An die islamische Umma im Allgemeinen und an die Träger der Da'wa zur Wiedererrichtung des Rechtgeleiteten Kalifats im Besonderen, an die jungen Männer und Frauen...
Assalamu Alaikum Wa Rahmatullahi Wa Barakatuh,
In diesen Tagen vor einhundert Jahren, Ende Rajab 1342 n. H., was dem frühen März 1924 n. Chr. entspricht, gelang es den kolonialistischen Kuffar unter der damaligen Führung Britanniens, in Zusammenarbeit mit den Verrätern unter den Arabern und Türken, den Khilafah-Staat zu vernichten. Der Verbrecher der Ära, Mustafa Kemal, verkündete die Abschaffung des Kalifats, belagerte den Kalifen in Istanbul und ließ ihn im Morgengrauen jenes Tages ausweisen. Dies war der Preis, den Britannien ihm auferlegt hatte, um ihn im Gegenzug zum kränklichen Präsidenten der säkularen Türkischen Republik zu ernennen. So geschah es, und ein schreckliches Beben erschütterte die Länder der Muslime durch die Vernichtung des Kalifats, der Quelle ihrer Ehre und des Wohlgefallens ihres Herrn.

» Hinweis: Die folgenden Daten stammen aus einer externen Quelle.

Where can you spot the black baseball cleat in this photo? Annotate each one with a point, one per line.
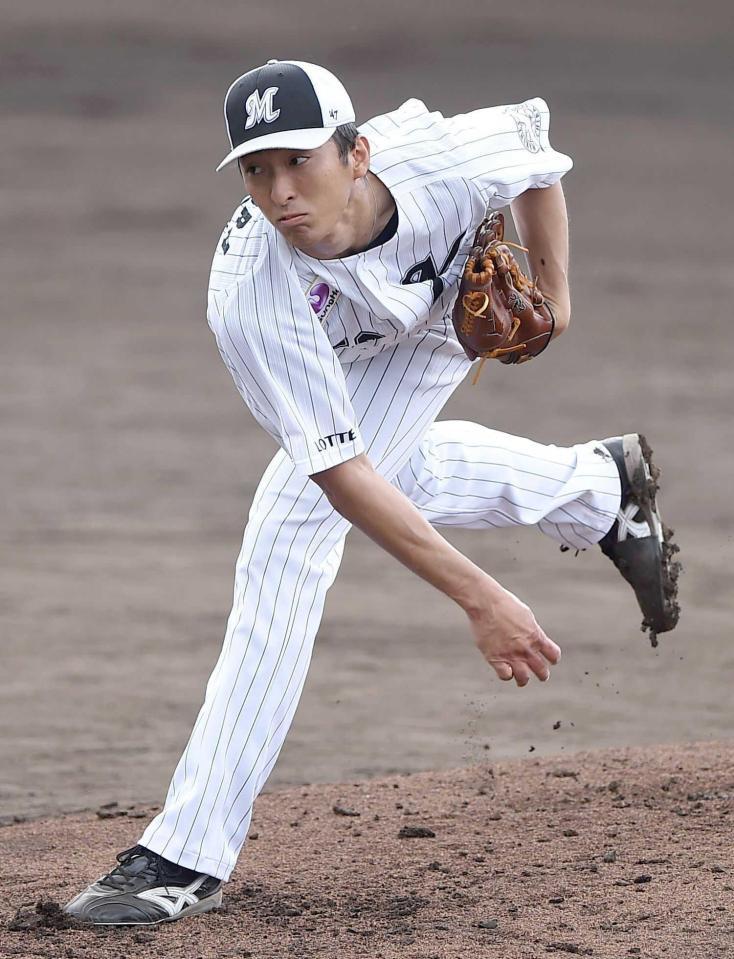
(639, 544)
(143, 890)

Jener Verbrecher verkündete den offenkundigen Unglauben (kufr bawāḥ), indem er das bestehende Kalifat abschaffte. Es wäre die Pflicht der Umma gewesen, ihn mit dem Schwert zu bekämpfen, wie es im Konsens-Hadith von Ubadah bin as-Samit (r) überliefert wurde:
وَأَنْ لَا نُنَازِعَ الْأَمْرَ أَهْلَهُ إِلَّا أَنْ تَرَوْا كُفْراً بَوَاحاً عِنْدَكُمْ مِنْ اللَّهِ فِيهِ بُرْهَانٌ
"und dass wir jenen, denen die Befehlsgewalt zusteht, diese nicht streitig machen, außer ihr seht einen offenkundigen Unglauben (kufr bawāḥ), für den ihr einen Beweis von Allah habt." (Bukhari und Muslim)
Doch seine extreme Grausamkeit beim Vergießen des Blutes der Umma, insbesondere der Gelehrten – von denen er viele hinrichten ließ, darunter Scheich Said Piran (möge Allah ihm gnädig sein), während er andere einkerkerte –, all dies hatte Auswirkungen auf das Versäumnis der Umma. Sie erhob sich nicht in einer Weise, die diesen Verbrecher und seine Helfer hätte erschüttern und stürzen können. Vielmehr war die Reaktion schwach und entsprach nicht der Notwendigkeit, diesen Verräter an Allah, Seinem Gesandten und den Gläubigen zu zerschmettern! So „entkam“ der Täter des offenkundigen Unglaubens mit seiner abscheulichen Tat, ohne dass ihn die Umma in einen tiefen Abgrund stürzte!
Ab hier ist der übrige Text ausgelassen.